Short-Term Rental Work Group Settles On Bylaw Proposals
JohnCarl McGrady •
Nantucket’s Short-Term Rental Work Group has finalized its proposal for new regulations on short-term vacation rentals on Nantucket, agreeing to put forward a series of bylaws for voters to consider at a special town meeting in November.
“I’m really pleased that we were able to come to a consensus,” Jim Sulzer, a member of the Short-Term Rental Work Group, said. “I think that we’ve found a good middle ground that preserves property rights but also will help to preserve neighborhoods and their integrity.”
The bylaws would limit short-term rental (STR) operators to renting a single property, though they could rent multiple dwellings on the property as long as they are rented to the same party under the same contract. They would also block corporate ownership unless every shareholder or partner is a “natural person”—meaning an actual human being and not a corporate entity—and legalize STRs by right across the island. Additionally, the proposed regulations would block STRs in units that are deed restricted for affordable or attainable housing and limit STRs to a maximum of four weeks in apartments. In most cases, even if the bylaws are passed by voters, they won’t affect existing STRs as they would be considered “grandfathered.”
Of course, there is no guarantee that the bylaws do pass at Town Meeting, as island voters for past three years have rejected several STR-related proposals from citizens and the Planning Board.
“Hopefully the voters appreciate what we’ve done and give it a passing vote,” said David Iverson, vice chair of the Planning Board and a member of the Short-Term Rental Work Group.
But he admitted that gaining the approval of voters would be difficult.
“There’s a camp that says codification [of STRs by right] in zoning is the end of the world and then there’s the other camp that says [the proposed bylaws] are too much regulation and we don’t need them,” he said. “I guess the question comes down to us as a town: do we want a judge to tell us how we do this, or do we want to be in the driver’s seat?”
The two main bylaws being recommended by the work group — a general bylaw that sets out the group’s proposed restrictions and a zoning bylaw that legalizes STRs by right across the island — are tied together and will only go into effect if both pass.
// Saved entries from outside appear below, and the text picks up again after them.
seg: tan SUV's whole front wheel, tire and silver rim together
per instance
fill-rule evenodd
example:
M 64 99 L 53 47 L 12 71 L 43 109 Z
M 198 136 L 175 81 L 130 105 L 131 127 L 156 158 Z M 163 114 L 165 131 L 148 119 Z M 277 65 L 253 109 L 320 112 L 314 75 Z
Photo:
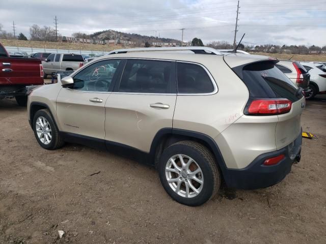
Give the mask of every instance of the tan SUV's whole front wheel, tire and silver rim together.
M 64 145 L 64 140 L 47 109 L 41 109 L 35 113 L 33 130 L 37 142 L 45 149 L 53 150 Z

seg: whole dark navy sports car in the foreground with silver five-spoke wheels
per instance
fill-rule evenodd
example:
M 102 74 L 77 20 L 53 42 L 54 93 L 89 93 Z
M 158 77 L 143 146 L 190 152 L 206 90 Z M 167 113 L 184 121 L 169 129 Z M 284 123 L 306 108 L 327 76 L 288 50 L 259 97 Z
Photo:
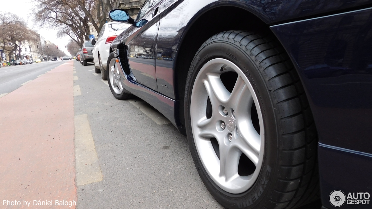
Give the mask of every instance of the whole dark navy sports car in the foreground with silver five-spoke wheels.
M 111 10 L 133 25 L 111 44 L 109 88 L 187 135 L 226 208 L 320 197 L 371 208 L 371 3 L 147 0 L 136 20 Z

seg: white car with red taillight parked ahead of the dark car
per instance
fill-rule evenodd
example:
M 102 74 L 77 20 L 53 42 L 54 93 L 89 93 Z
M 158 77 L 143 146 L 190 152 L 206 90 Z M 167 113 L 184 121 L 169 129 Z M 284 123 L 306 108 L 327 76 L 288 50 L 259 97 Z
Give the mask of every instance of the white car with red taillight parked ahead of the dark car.
M 109 57 L 111 42 L 132 24 L 126 22 L 108 22 L 98 34 L 93 49 L 93 62 L 96 73 L 101 73 L 102 80 L 107 80 L 106 63 Z

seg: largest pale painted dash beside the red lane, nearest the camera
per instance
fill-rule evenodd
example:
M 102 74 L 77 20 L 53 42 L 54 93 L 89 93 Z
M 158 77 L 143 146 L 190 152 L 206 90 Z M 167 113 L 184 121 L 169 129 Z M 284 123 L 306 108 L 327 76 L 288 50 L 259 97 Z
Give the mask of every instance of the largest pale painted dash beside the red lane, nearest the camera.
M 74 116 L 74 124 L 76 184 L 81 186 L 102 181 L 102 171 L 99 166 L 88 116 L 86 114 Z

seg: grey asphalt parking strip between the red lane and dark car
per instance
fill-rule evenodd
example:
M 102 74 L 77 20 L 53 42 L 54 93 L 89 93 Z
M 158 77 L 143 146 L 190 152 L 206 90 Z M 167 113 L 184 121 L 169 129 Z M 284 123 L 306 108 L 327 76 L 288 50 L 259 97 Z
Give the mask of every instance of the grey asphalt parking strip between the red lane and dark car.
M 115 99 L 93 65 L 74 63 L 81 91 L 75 115 L 88 116 L 103 175 L 77 186 L 78 209 L 222 208 L 202 183 L 185 136 Z

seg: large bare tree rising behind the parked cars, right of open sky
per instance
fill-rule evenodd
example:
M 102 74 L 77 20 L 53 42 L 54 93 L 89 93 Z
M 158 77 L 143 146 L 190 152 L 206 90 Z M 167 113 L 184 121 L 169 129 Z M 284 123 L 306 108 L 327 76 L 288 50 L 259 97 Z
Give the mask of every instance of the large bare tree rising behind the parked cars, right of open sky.
M 35 0 L 35 22 L 57 28 L 58 36 L 69 36 L 79 46 L 88 40 L 90 22 L 99 33 L 106 23 L 109 0 Z

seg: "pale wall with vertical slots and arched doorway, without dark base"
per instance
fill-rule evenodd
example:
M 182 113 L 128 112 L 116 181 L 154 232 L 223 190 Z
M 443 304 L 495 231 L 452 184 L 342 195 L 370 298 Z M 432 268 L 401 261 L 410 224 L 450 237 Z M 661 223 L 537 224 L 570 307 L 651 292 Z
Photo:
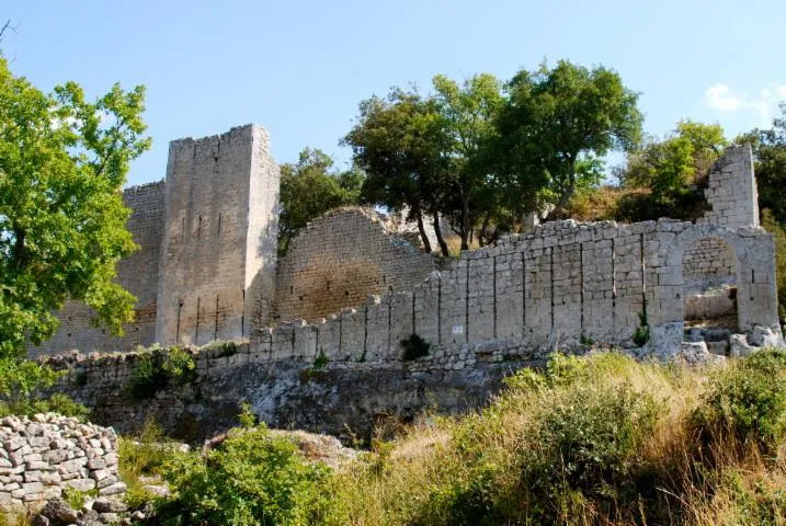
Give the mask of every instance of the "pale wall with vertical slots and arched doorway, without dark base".
M 312 324 L 281 323 L 252 344 L 271 359 L 385 362 L 413 333 L 445 350 L 500 340 L 550 348 L 582 336 L 626 344 L 643 317 L 673 331 L 656 331 L 673 353 L 684 321 L 683 254 L 703 239 L 726 243 L 741 265 L 739 329 L 776 327 L 774 247 L 762 229 L 568 220 L 463 253 L 410 291 L 373 296 Z

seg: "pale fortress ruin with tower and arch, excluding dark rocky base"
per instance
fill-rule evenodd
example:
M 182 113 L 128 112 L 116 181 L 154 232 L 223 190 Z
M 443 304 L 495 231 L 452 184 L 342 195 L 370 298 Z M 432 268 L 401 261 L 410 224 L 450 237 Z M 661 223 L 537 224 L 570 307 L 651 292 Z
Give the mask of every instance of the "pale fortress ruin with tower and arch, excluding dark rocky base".
M 709 210 L 696 224 L 548 222 L 442 272 L 400 224 L 339 209 L 277 260 L 278 167 L 266 132 L 175 140 L 166 181 L 124 192 L 140 250 L 118 275 L 138 298 L 136 320 L 112 338 L 71 301 L 32 353 L 249 339 L 271 357 L 387 361 L 411 334 L 451 352 L 489 341 L 629 344 L 646 328 L 662 354 L 681 346 L 686 319 L 724 319 L 731 333 L 777 329 L 774 245 L 759 227 L 750 147 L 726 152 L 705 193 Z

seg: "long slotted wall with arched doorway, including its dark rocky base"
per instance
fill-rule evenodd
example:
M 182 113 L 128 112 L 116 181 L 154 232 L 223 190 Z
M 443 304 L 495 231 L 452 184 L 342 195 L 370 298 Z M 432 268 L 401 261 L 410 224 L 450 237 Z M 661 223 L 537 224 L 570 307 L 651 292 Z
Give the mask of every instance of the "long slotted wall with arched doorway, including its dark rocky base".
M 69 370 L 62 390 L 124 430 L 155 415 L 171 433 L 203 438 L 235 423 L 240 401 L 276 426 L 368 430 L 385 414 L 481 403 L 506 373 L 542 364 L 555 348 L 582 352 L 594 341 L 639 356 L 674 355 L 684 330 L 683 254 L 704 239 L 738 258 L 740 331 L 777 327 L 774 245 L 762 229 L 568 220 L 465 252 L 409 291 L 201 352 L 196 379 L 149 400 L 128 397 L 139 355 L 53 363 Z M 639 348 L 631 336 L 645 313 L 651 340 Z M 412 334 L 429 354 L 407 362 L 401 343 Z

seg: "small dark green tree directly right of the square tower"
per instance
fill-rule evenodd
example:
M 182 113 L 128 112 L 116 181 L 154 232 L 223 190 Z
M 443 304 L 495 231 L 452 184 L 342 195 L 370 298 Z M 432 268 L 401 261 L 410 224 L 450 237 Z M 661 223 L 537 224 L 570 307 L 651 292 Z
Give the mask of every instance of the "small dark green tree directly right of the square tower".
M 278 252 L 309 221 L 328 210 L 360 203 L 363 174 L 357 170 L 339 173 L 333 159 L 320 149 L 304 148 L 298 161 L 281 167 Z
Zoning bylaws require a two-thirds majority vote, a high bar given the island’s sharp division on STRs. But, after a lengthy deliberation process that extended well beyond the initial deadline, the bylaws cleared the first hurdle on Tuesday when all of them received the support of at least seven of the Short-Term Rental Work Group’s nine members.
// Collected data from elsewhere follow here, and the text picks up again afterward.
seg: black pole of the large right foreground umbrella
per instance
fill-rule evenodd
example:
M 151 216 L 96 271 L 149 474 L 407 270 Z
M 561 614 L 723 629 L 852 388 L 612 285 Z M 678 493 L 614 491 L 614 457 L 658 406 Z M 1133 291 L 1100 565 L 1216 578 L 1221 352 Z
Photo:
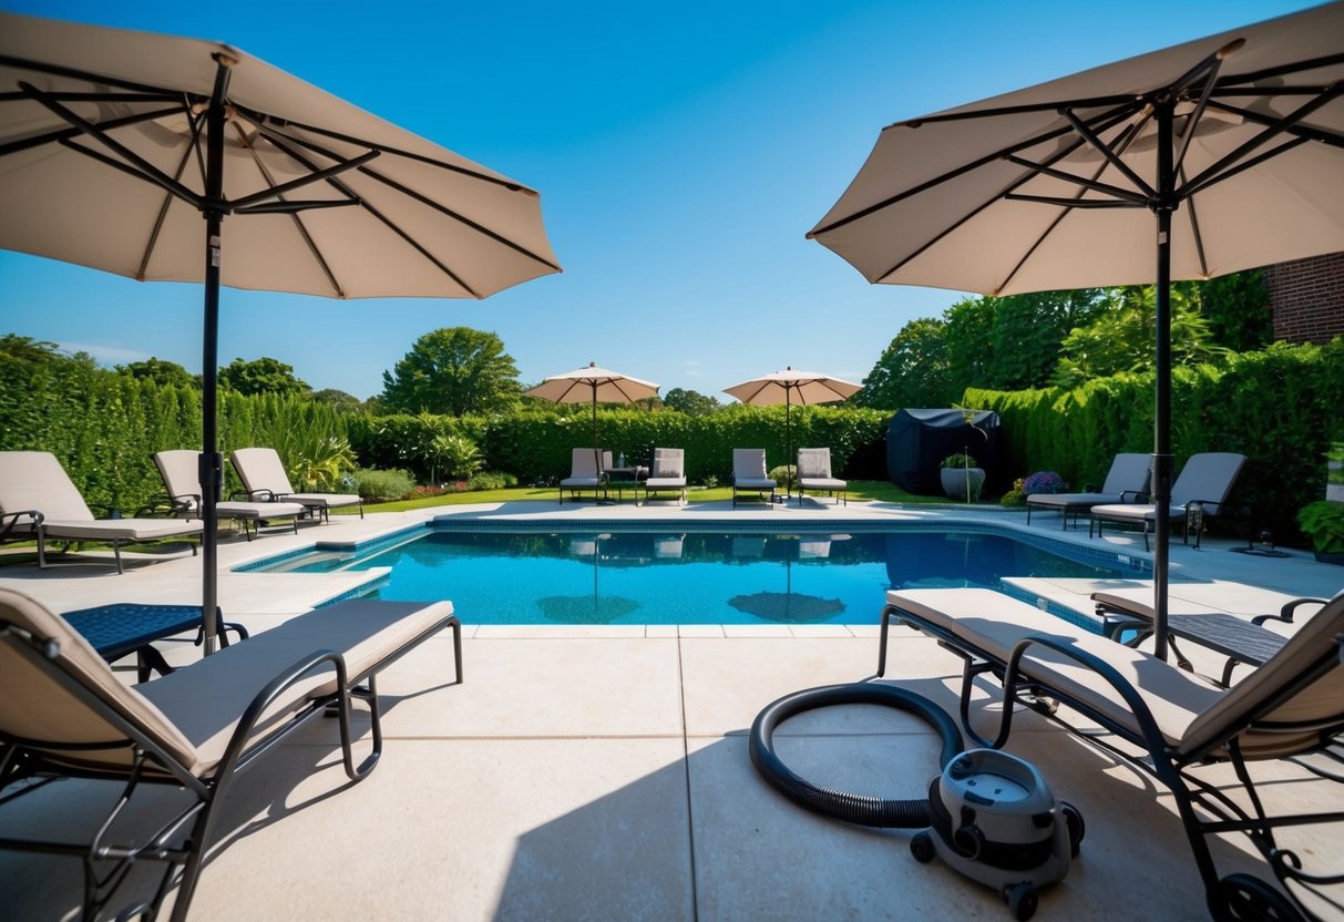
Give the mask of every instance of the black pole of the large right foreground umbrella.
M 1172 212 L 1176 210 L 1173 191 L 1176 169 L 1172 163 L 1172 120 L 1175 103 L 1164 99 L 1157 105 L 1157 286 L 1154 290 L 1154 378 L 1153 406 L 1153 655 L 1167 659 L 1167 589 L 1168 559 L 1171 554 L 1172 499 L 1172 317 L 1171 317 L 1171 261 Z

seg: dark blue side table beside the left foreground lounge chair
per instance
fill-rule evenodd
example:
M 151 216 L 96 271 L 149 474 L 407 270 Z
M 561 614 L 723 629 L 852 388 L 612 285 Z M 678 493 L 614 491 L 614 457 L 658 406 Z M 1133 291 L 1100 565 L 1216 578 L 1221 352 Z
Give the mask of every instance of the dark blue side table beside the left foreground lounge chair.
M 200 629 L 199 605 L 137 605 L 128 602 L 79 609 L 60 617 L 83 634 L 98 656 L 108 663 L 134 653 L 137 681 L 148 681 L 151 671 L 161 676 L 172 672 L 172 667 L 164 660 L 163 653 L 153 648 L 153 641 Z M 224 624 L 223 614 L 218 607 L 215 618 L 220 646 L 228 646 L 228 630 L 237 632 L 239 640 L 247 637 L 247 629 L 242 625 Z M 196 642 L 200 642 L 199 636 Z

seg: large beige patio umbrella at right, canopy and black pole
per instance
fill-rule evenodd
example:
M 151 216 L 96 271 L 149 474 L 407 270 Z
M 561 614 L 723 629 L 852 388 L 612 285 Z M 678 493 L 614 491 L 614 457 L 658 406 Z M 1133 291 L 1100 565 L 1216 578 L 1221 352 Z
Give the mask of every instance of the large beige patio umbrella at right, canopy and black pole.
M 1344 4 L 884 129 L 809 237 L 871 282 L 1156 284 L 1153 562 L 1167 649 L 1172 278 L 1344 250 Z

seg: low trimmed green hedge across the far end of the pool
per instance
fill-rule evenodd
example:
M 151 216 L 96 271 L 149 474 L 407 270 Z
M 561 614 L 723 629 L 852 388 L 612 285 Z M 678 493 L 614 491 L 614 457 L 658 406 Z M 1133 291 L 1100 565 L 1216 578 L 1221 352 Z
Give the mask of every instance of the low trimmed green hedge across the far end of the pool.
M 882 410 L 794 407 L 789 414 L 794 449 L 831 448 L 837 476 L 883 478 L 883 445 L 890 414 Z M 687 477 L 726 483 L 734 448 L 763 448 L 769 466 L 785 464 L 785 409 L 734 407 L 703 417 L 672 410 L 599 409 L 597 439 L 628 464 L 648 465 L 655 448 L 685 450 Z M 570 453 L 593 445 L 593 415 L 587 407 L 567 414 L 523 410 L 495 417 L 434 417 L 422 414 L 355 417 L 349 439 L 360 464 L 407 468 L 427 480 L 426 456 L 435 435 L 464 435 L 485 454 L 487 468 L 517 476 L 524 484 L 555 483 L 570 473 Z

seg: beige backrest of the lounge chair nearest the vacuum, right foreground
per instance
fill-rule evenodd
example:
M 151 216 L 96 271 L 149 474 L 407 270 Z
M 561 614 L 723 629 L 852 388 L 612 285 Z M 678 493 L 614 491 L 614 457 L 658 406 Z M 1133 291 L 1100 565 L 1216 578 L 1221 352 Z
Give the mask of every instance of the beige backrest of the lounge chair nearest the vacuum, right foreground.
M 1313 614 L 1265 665 L 1195 718 L 1181 751 L 1203 754 L 1236 738 L 1247 758 L 1320 747 L 1344 728 L 1344 591 Z

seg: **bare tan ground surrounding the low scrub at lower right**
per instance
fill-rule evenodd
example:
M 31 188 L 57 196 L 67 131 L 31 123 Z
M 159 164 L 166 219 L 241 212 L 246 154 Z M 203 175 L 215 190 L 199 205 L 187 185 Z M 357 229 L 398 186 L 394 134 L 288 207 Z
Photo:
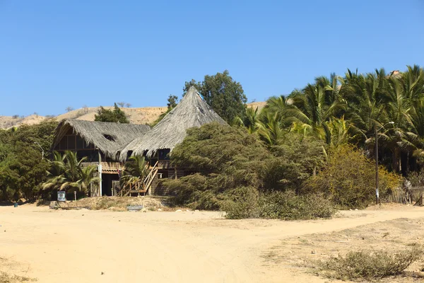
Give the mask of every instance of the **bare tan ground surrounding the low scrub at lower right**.
M 319 261 L 346 255 L 349 251 L 375 250 L 396 253 L 409 250 L 414 244 L 423 244 L 424 219 L 395 219 L 358 226 L 333 233 L 314 233 L 286 238 L 264 255 L 269 267 L 285 267 L 292 272 L 322 276 L 317 268 Z M 380 282 L 409 283 L 423 280 L 424 262 L 414 262 L 396 277 L 386 277 Z M 365 282 L 365 281 L 363 281 Z

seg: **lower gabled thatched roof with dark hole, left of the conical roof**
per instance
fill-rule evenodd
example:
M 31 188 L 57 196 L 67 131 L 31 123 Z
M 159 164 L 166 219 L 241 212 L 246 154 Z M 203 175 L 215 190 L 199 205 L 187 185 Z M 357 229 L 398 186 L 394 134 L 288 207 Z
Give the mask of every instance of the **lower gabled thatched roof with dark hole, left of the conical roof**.
M 53 146 L 59 143 L 64 135 L 72 130 L 96 148 L 105 156 L 116 158 L 117 151 L 130 141 L 140 137 L 151 129 L 148 125 L 119 124 L 112 122 L 95 122 L 83 120 L 63 120 L 59 123 L 54 134 Z

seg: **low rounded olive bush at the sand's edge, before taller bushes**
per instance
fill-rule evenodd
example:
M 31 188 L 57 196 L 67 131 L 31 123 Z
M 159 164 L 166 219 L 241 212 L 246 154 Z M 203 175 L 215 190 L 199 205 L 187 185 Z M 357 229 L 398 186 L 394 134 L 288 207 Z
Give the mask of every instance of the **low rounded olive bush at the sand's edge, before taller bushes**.
M 259 216 L 271 219 L 331 218 L 334 204 L 319 195 L 295 195 L 292 191 L 266 192 L 259 197 Z

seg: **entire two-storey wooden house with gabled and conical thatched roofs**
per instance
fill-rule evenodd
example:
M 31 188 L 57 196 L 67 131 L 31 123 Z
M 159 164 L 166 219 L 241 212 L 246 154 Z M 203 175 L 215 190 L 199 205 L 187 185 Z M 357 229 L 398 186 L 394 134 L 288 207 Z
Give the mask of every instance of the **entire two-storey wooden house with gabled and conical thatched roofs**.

“We’re going to have a big challenge to get this passed,” Sulzer admitted.
One of the more daunting parts of that challenge, he added, would be persuading the supporter of the political action group ACK•Now, which despite having a representative in the Short-Term Rental Work Group, was ultimately not in favor of the package of bylaws it produced. Chief among their concerns is the codification of STRs by right across the island.
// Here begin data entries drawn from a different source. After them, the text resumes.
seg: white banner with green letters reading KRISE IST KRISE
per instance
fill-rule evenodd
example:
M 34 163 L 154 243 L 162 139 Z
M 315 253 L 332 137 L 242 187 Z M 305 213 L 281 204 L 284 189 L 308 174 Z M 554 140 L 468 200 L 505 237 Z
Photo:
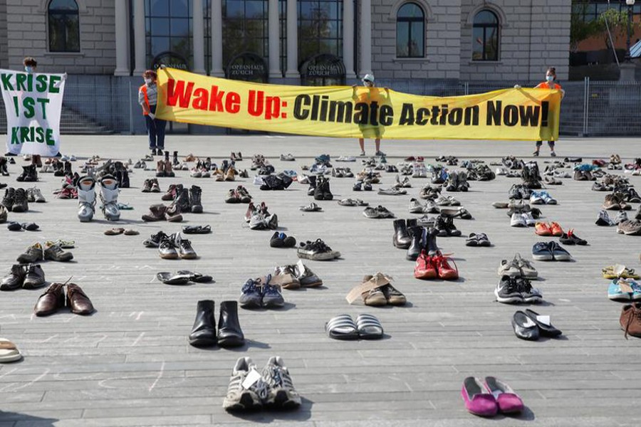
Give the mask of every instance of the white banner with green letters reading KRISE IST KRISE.
M 58 154 L 65 80 L 65 74 L 0 70 L 7 152 Z

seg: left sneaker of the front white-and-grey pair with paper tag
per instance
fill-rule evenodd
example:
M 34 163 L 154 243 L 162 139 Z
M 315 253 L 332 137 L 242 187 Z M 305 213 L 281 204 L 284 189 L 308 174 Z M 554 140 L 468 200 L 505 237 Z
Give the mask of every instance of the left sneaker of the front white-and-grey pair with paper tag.
M 260 374 L 258 380 L 254 381 L 251 386 L 243 386 L 250 371 L 257 371 L 257 369 L 249 357 L 241 357 L 236 361 L 223 401 L 225 411 L 258 411 L 263 407 L 262 402 L 267 399 L 268 387 L 261 379 Z

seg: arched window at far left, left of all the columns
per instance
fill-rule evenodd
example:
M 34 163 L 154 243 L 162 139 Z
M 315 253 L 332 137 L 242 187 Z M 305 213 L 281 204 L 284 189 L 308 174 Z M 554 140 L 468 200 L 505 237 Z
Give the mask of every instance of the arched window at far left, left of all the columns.
M 47 8 L 50 52 L 80 52 L 80 23 L 75 0 L 51 0 Z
But many members of the Short-Term Rental Work Group felt that allowing STRs by right was the only path forward.
“I think that ACK Now has a very specific desire when it comes to STRs that wasn’t practical for us as a group to adopt and in my opinion isn’t practical for the Town to adopt,” Iverson said. “They’ve drawn their line and that’s how they feel and they aren’t really willing to bend.”
The most significant change to the earlier draft of the bylaws involves a complicated clause that has created perhaps more conflict than any other. To reduce turnover or “churn” in residential neighborhoods, the Short-Term Rental Work Group agreed to limit even existing STRs to nine occupancy changes during July and August. But once an STR is sold, that drops to four for a period of five years, at which point it reverts to nine. In the earlier draft, dwellings with a residential tax exemption were excepted from the reduction, which several members of the group felt was unfair to seasonal residents and potentially not legally viable.
To limit controversy and circumvent legal challenges, that exception has been carved out from the main bylaw and will have to pass or fail on its own merits. The requirements for receiving the exception have also been loosened slightly: instead of requiring a residential tax exemption for the dwelling in question, the bylaw would now just require the property owner to prove they are residing on the island for more than six months out of the year.
“If you use the verb residing that doesn’t mean they’re residents, so it doesn’t shut out people who live in another state,” Sulzer explained. In theory, this could help the exception avoid constitutional challenges under the commerce clause, which prevents states from restricting interstate commerce and delegates that power to Congress.
“I feel strongly that even though it may not be equal, it’s fair,” Iverson said of the exception. ”We need to preserve our community and do everything we can to help locals buy homes in our community and stay here.”
The updated version of the bylaws also excepts cottage colonies, defined as “a group of four or more detached dwellings…on a single lot, which is customarily occupied on a seasonal basis,” from all limits on occupancy changes.